La France pourrait voir le déploiement d’une RSE efficace si on veut bien travailler collectivement pour concilier durabilité et économie des entreprises.


Patrick d’Humières
Patrick d’Humières
La société aspire à une économie responsable mais « le management RSE » reste encore largement une affaire de pionniers en France. Faute d’une politique d’incitation, la RSE reste encore à la porte de la gouvernance et du modèle économique. Ce défi est encore plus crucial au plan international. Après une décennie d’expérimentations et de démarches visionnaires de la part de certains acteurs comme Lafarge, Danone, Schneider, Bouygues, qui ont formalisé des démarches RSE engageantes, dans un contexte sociétal qui ne cesse de juger l’économie de façon manichéenne, la France a entamé en 2012 un cycle original d’encouragement à la RSE, via la loi Grenelle 2 et sa confirmation par le nouveau Gouvernement, lors de la Conférence environnementale.

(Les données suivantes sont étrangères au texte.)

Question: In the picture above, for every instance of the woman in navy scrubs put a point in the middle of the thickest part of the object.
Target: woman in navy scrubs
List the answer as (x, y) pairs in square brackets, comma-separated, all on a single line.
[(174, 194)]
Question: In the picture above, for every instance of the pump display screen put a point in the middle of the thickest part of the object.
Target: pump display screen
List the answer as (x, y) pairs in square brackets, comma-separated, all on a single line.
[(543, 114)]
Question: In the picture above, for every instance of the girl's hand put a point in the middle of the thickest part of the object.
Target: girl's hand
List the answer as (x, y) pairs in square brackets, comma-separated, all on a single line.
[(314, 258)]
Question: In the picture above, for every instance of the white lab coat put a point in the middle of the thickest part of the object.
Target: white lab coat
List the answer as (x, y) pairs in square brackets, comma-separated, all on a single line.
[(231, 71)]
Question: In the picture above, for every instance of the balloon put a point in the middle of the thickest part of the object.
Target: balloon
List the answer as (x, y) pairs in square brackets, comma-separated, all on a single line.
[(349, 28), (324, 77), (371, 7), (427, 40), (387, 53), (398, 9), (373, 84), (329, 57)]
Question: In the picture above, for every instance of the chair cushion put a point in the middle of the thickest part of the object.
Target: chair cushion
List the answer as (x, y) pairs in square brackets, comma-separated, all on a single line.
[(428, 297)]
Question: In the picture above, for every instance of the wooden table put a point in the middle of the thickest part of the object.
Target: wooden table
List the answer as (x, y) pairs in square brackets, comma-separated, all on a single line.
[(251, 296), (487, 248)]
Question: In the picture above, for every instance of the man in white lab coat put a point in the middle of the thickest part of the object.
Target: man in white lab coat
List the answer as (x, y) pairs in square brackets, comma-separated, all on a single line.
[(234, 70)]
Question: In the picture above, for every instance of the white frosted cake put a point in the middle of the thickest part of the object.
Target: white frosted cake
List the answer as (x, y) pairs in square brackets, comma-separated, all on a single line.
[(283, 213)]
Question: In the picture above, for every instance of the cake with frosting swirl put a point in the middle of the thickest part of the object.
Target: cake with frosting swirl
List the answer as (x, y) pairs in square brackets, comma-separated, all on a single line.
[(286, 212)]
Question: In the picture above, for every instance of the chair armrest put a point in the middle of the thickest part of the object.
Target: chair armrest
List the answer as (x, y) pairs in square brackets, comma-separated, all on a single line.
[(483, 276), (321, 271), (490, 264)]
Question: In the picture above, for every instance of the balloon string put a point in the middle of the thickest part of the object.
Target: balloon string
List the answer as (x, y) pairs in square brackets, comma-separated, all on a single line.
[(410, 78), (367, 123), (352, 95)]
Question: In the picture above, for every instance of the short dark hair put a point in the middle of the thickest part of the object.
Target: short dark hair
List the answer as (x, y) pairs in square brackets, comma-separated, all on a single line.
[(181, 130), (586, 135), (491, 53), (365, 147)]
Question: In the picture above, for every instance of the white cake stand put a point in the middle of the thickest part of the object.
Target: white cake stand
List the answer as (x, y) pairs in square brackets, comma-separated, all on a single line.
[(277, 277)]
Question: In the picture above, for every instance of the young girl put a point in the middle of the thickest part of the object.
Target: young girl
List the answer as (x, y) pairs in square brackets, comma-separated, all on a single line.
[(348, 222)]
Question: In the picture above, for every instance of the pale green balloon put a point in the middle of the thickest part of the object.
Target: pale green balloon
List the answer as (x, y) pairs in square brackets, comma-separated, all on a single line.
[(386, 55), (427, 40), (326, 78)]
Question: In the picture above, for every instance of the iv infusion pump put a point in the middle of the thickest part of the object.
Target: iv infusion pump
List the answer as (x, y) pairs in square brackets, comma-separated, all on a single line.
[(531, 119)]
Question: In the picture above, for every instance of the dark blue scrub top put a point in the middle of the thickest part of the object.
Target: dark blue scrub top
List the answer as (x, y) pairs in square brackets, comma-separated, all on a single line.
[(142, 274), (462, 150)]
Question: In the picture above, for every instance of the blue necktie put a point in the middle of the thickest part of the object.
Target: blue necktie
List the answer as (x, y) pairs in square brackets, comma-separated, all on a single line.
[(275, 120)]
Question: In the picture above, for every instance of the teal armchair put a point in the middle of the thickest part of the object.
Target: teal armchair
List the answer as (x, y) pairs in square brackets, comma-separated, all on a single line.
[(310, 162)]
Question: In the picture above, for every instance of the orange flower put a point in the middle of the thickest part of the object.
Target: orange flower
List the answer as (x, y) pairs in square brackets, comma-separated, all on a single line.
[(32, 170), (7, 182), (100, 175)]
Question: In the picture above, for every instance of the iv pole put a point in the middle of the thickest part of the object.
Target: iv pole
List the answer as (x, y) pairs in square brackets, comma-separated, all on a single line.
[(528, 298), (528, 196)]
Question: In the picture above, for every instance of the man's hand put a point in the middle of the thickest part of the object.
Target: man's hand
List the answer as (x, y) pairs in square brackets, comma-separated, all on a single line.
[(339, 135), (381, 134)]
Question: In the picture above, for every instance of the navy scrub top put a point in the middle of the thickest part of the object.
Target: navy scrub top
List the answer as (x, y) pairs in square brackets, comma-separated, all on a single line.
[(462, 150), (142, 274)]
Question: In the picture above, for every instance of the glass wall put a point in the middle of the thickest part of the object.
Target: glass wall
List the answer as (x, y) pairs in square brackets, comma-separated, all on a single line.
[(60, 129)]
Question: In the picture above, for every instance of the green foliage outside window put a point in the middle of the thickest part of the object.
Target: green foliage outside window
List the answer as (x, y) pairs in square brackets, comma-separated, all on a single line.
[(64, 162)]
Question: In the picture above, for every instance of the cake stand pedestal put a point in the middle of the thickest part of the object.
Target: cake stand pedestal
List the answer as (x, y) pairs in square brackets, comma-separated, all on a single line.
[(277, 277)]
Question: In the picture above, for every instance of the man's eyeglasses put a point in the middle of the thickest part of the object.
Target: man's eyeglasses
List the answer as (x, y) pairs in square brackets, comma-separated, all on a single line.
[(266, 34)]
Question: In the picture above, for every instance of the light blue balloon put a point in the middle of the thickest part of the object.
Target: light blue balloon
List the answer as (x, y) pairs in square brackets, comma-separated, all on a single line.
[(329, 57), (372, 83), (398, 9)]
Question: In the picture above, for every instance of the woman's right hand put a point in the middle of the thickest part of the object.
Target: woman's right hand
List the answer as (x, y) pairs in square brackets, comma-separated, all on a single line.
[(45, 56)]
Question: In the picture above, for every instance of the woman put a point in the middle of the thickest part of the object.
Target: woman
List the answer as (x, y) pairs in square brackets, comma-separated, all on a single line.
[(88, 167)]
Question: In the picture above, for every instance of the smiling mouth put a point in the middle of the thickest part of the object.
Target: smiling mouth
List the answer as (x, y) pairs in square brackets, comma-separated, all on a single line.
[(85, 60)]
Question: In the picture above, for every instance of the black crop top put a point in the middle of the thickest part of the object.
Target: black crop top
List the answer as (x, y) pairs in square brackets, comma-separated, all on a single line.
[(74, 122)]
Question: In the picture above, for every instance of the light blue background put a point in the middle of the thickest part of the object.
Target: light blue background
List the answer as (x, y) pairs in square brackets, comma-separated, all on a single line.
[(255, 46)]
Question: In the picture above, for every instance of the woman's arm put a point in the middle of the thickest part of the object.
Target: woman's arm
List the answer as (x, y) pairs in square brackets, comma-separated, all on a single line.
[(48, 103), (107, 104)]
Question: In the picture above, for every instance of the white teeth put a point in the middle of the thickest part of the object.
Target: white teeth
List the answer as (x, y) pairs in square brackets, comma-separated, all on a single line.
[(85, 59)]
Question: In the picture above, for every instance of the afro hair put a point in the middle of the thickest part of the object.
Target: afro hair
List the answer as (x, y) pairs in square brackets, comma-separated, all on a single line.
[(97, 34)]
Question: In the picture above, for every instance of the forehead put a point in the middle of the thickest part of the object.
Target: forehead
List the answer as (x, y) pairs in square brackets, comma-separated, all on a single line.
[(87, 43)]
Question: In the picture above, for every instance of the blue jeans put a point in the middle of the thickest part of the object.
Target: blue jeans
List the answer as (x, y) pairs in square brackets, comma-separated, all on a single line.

Comparée aux grands pays développés, la France n’est ni en retard, ni en avance, concernant le niveau d’appropriation de la RSE, dans les entreprises ; elle cumule toutefois trois caractéristiques paradoxales : des textes directifs en faveur du reporting mais une administration désorganisée et sans doctrine ; une communauté économique qui revendique largement la RSE mais qui l’assimile encore à de la bienveillance environnementale et une société civile qui voudrait que les entreprises fassent tout et qui ne leur accorde aucun crédit pour les progrès qu’elles prennent de mieux en mieux en charge. Bref, comme dans le reste, la France idéologise largement la question RSE au lieu de s’attacher à en faire un terrain du contrat de progrès social, pragmatique et partagé, même si des mutations sensibles sont à l’œuvre. Et même si la pression internationale en fait une préoccupation croissante.

Il n’est pas anormal de considérer que le passage d’un modèle économique à l’autre, intégrant dans la prise de décision des acteurs – financiers, régulateurs, consommateurs et salariés – des considérant d’intérêt public, ne puisse pas se faire rapidement et dans un pays, alors que les forces qui poussent le mouvement sont celles des valeurs sociétales nouvelles et la prise de conscience de la part des Etats des limites d’une régulation par le marché.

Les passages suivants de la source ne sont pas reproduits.